Bonjour les petits,
Ca y est, la saison commence.
Atteution, je ne parle pas d’abrutis à ballon, je parle de festivals. Si en Inde, on peut être hindou, sikhs, bouddhiste, chrétien ou musulman, on comprend très vite pourquoi toutes les fêtes religieuses ne soient pas fériées. Mais les célébrations demeurent et nous plongent dans une culture bien unique.
La semaine dernière, cela était Dahi Handi, l’anniversaire de Khrishna. Enfant, ce dieu avait une passion pour le butter-milk qu’il volait avec ces amis dans les récipients accrochés en hauteur. Alors depuis ce temps ancien, les indiens lui rendent hommage en reproduisant son astuce. Le jeu est simple, un pot en terre est accroché à plusieurs mètres du sol. Pour amener un enfant à la hauteur du pot, on forme une pyramide humaine. Le gamin casse alors le récipient répandant le liquide sucré sur l’ensemble de l’édifice. La descente se fait sous les jets d’eau. Pouvant aller à plus de dix mètres, ces amas de corps sont très impressionnants.

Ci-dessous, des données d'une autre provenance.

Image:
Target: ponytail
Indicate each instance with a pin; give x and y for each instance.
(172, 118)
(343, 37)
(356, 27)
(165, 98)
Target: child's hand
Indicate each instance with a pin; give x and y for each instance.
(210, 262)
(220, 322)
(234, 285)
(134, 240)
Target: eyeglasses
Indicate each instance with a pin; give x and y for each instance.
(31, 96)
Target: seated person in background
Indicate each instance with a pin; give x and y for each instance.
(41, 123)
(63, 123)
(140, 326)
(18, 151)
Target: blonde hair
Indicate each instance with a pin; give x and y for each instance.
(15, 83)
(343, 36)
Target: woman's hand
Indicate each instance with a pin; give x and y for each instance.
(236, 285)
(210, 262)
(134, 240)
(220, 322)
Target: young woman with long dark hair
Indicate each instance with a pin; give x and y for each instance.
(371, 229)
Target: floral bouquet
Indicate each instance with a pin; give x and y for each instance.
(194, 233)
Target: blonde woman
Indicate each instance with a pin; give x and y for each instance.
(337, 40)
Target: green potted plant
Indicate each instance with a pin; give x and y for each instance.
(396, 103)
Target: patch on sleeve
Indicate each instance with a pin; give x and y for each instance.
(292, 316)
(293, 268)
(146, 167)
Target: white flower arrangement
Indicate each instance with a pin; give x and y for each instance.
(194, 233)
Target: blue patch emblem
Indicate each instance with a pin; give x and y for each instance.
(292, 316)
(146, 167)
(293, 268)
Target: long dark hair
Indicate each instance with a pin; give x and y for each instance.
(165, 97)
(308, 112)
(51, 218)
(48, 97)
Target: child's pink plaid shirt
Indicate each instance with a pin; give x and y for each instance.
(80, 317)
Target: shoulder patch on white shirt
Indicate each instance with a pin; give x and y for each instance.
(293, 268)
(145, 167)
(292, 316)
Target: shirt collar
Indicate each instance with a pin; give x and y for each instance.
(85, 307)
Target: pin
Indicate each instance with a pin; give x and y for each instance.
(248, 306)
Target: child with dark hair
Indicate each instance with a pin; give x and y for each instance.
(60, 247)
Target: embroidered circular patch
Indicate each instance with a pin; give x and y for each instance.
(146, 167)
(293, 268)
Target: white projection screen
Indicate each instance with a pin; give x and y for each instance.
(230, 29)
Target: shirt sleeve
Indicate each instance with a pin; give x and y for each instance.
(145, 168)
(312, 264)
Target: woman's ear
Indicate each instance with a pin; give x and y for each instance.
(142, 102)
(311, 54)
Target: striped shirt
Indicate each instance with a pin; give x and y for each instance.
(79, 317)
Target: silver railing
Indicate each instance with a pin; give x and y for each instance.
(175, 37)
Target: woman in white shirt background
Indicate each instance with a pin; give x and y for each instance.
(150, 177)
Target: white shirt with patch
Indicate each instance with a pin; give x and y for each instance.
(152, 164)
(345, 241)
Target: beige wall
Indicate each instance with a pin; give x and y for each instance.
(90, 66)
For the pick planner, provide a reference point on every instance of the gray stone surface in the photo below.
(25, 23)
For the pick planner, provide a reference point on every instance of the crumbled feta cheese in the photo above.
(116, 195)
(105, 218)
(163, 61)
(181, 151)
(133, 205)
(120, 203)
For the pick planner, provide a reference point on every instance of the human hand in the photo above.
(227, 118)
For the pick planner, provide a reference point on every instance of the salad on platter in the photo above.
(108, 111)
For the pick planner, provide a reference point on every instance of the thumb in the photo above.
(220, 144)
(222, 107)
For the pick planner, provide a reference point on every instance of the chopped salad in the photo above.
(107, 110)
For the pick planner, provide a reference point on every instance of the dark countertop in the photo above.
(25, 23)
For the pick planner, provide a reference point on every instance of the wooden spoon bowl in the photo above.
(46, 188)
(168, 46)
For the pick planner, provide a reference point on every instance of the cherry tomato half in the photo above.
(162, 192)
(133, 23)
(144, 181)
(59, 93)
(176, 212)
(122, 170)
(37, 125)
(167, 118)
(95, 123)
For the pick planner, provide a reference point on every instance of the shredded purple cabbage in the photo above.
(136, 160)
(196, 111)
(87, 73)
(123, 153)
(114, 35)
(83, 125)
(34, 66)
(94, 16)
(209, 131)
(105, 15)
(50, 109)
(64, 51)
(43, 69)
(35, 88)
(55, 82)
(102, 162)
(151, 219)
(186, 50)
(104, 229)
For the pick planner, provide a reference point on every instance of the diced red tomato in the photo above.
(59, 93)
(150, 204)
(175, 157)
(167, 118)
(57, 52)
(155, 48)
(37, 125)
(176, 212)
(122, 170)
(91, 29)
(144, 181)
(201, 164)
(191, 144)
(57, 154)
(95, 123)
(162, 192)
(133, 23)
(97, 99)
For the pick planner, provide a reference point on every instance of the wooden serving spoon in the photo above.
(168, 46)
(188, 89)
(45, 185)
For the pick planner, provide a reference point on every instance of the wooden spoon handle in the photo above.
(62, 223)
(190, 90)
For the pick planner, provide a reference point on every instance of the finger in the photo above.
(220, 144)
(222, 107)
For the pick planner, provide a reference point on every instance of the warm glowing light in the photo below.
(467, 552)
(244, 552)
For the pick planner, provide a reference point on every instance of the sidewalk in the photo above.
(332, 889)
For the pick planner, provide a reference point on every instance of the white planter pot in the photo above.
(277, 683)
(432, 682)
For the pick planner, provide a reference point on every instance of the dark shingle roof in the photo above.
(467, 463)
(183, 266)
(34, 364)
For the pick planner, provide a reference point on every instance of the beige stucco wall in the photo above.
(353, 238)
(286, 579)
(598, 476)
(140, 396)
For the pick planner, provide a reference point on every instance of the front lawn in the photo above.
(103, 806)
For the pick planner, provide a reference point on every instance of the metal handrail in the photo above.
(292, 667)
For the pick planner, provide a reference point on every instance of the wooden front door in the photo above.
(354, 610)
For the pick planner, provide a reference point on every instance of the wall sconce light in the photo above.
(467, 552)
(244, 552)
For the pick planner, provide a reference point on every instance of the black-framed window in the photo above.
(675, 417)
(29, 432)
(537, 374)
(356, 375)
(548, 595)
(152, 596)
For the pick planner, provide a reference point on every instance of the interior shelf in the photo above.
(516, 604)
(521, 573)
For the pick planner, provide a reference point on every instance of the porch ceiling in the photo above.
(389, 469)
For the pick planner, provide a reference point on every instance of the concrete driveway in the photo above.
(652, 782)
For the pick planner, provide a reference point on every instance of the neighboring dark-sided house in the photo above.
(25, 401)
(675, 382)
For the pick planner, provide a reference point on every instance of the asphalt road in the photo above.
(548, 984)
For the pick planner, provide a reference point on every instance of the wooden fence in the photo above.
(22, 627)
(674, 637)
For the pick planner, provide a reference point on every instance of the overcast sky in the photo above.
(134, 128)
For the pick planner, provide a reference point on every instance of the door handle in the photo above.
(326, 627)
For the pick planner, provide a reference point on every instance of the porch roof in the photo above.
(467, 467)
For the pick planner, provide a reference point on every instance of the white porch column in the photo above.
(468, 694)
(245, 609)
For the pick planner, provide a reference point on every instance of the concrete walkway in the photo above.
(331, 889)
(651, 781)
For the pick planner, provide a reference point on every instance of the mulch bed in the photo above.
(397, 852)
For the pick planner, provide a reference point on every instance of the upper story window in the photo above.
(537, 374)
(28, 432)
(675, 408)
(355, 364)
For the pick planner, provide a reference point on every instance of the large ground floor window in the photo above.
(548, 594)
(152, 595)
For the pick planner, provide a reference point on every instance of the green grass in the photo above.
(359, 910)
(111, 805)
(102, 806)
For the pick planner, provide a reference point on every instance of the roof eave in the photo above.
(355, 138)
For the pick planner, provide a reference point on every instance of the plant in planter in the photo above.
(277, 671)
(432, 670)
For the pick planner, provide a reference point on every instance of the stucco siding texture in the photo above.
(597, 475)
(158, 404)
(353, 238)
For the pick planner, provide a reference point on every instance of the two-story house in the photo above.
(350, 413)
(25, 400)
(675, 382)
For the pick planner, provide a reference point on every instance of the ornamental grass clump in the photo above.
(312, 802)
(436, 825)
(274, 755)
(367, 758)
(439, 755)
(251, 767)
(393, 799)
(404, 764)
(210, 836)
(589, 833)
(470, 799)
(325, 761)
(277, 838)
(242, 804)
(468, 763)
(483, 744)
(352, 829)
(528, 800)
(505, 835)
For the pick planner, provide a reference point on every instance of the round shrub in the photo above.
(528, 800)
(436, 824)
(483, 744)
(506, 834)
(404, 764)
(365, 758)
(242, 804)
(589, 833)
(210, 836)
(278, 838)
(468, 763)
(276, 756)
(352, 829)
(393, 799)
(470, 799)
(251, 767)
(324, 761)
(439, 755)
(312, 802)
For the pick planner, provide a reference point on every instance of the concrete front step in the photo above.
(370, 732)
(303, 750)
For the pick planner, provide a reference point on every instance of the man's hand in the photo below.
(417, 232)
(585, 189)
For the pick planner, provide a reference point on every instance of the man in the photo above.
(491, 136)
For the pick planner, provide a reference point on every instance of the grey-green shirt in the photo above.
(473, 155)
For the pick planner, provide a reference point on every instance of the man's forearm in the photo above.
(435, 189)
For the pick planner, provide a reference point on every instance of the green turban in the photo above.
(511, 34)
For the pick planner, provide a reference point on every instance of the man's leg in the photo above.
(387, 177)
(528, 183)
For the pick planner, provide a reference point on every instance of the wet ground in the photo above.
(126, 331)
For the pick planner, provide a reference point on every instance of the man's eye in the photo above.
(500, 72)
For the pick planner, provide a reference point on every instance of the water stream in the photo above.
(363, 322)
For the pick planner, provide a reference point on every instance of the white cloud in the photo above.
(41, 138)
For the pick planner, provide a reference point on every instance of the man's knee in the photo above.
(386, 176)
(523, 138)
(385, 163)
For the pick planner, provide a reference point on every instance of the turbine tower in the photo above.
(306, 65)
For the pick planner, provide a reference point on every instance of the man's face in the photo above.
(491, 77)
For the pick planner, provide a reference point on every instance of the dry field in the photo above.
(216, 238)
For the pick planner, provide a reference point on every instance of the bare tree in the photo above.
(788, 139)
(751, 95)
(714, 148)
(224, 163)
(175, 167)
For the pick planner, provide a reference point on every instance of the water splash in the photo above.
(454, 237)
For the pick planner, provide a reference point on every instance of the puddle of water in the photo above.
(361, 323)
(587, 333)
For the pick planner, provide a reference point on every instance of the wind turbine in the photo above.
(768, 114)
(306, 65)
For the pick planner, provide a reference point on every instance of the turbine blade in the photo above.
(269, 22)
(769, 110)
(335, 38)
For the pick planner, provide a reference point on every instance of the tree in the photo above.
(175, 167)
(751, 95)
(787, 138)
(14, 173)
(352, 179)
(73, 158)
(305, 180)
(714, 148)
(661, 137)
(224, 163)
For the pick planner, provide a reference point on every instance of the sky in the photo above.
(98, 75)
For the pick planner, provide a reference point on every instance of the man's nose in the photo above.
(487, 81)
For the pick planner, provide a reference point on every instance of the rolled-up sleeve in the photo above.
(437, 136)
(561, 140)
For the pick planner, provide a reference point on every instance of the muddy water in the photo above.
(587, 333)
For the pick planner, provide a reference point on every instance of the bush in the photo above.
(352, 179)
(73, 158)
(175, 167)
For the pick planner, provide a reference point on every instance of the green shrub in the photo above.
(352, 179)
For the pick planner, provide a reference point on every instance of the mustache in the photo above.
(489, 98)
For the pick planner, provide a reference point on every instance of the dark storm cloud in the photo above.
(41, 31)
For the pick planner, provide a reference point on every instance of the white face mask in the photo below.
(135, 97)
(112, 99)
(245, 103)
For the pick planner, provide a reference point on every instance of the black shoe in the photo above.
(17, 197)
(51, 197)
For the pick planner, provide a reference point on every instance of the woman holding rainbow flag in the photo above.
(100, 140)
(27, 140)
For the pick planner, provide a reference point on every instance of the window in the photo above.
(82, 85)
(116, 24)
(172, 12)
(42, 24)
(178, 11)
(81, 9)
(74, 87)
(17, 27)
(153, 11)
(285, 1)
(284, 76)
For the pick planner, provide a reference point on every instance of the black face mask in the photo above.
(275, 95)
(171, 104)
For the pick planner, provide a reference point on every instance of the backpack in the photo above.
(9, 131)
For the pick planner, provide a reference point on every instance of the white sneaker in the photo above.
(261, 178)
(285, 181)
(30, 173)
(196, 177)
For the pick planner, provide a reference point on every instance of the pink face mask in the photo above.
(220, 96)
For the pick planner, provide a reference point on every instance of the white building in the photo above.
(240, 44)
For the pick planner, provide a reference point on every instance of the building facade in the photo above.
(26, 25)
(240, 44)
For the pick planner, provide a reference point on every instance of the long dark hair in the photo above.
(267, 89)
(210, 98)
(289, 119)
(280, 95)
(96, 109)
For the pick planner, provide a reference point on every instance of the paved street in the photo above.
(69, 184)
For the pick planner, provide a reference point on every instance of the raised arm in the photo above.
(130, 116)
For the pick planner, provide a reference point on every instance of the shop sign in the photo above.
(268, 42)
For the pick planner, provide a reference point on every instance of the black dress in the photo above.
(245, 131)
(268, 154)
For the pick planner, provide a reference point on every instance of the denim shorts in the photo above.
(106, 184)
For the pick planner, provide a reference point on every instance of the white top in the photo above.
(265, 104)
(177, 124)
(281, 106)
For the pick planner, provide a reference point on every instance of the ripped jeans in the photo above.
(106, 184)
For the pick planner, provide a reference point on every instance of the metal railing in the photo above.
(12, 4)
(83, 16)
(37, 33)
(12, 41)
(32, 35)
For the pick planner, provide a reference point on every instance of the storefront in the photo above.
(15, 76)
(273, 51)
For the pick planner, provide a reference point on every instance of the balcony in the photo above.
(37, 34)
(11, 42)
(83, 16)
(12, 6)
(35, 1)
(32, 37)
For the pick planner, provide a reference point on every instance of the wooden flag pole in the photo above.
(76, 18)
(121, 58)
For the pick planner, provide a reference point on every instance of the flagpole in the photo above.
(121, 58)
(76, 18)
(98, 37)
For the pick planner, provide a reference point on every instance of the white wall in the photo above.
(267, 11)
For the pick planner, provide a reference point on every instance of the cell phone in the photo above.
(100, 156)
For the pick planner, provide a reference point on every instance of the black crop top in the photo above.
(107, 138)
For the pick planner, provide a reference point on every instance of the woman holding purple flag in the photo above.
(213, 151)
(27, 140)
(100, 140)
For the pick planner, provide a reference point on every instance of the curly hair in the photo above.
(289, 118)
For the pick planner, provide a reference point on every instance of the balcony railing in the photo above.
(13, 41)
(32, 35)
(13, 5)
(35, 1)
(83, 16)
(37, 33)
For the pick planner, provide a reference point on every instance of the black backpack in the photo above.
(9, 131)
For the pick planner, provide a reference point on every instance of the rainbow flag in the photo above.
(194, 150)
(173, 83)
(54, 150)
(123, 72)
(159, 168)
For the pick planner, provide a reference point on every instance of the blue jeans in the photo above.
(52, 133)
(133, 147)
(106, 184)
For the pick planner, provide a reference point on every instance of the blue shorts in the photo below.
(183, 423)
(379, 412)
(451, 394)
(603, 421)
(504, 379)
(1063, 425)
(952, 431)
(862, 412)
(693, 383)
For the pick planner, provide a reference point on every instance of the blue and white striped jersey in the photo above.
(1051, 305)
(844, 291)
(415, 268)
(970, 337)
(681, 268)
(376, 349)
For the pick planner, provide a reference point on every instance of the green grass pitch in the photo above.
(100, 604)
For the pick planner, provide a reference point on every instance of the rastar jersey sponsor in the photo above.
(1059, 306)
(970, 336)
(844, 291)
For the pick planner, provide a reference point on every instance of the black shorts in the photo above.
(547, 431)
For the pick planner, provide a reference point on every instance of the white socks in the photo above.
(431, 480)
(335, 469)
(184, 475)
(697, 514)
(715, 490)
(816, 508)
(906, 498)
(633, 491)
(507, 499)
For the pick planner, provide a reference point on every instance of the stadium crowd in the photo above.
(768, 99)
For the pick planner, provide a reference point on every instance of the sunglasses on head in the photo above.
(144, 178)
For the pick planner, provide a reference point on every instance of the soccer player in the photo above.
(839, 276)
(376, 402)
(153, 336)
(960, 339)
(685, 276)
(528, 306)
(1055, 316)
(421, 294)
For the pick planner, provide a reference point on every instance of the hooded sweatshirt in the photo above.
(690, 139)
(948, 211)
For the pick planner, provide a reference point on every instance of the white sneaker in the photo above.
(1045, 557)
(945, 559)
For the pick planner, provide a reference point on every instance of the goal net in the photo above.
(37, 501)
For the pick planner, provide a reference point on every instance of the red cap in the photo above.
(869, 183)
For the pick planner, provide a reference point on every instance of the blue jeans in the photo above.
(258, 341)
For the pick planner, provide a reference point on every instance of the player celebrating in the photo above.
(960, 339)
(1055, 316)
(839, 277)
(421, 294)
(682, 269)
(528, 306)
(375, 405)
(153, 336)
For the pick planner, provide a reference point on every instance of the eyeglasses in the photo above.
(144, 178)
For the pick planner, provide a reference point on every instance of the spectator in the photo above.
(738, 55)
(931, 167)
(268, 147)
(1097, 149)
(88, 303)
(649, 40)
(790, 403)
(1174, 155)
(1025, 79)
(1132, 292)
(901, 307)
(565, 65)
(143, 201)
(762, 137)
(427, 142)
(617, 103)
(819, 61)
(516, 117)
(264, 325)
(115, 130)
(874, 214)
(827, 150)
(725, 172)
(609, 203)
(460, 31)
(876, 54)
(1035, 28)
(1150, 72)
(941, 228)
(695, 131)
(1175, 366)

Le bidonville où j’étais ce jour là était rempli d’une excitation certaine. Partout des groupes d’enfants de tout âge courrait à la recherche d’un pot. Il se regroupait et grimpait ensemble. On les entendait rire, chanter, crier. Sitôt le but atteint (ou après les trois tentatives maximums), ils se dispersaient pour reformer plus loin la pyramide humaine.
A l’extérieur du slum, dans la ville, c’est le terrain des adultes. Ici, le jeu est un concours avec parfois plus de 100 000 de roupies à la clé (12 500€).
« Cela change l’esprit de fête tout cet argent ». Enfin, pour moi, cette ambiance de fête donne à une journée une saveur que je ne suis pas prêt d’oublier.
Du haut de mes deux mètres, je pourrais être bien utile l’année prochaine… enfin, si je monte, je le tairai au vertige de ma très chère mère.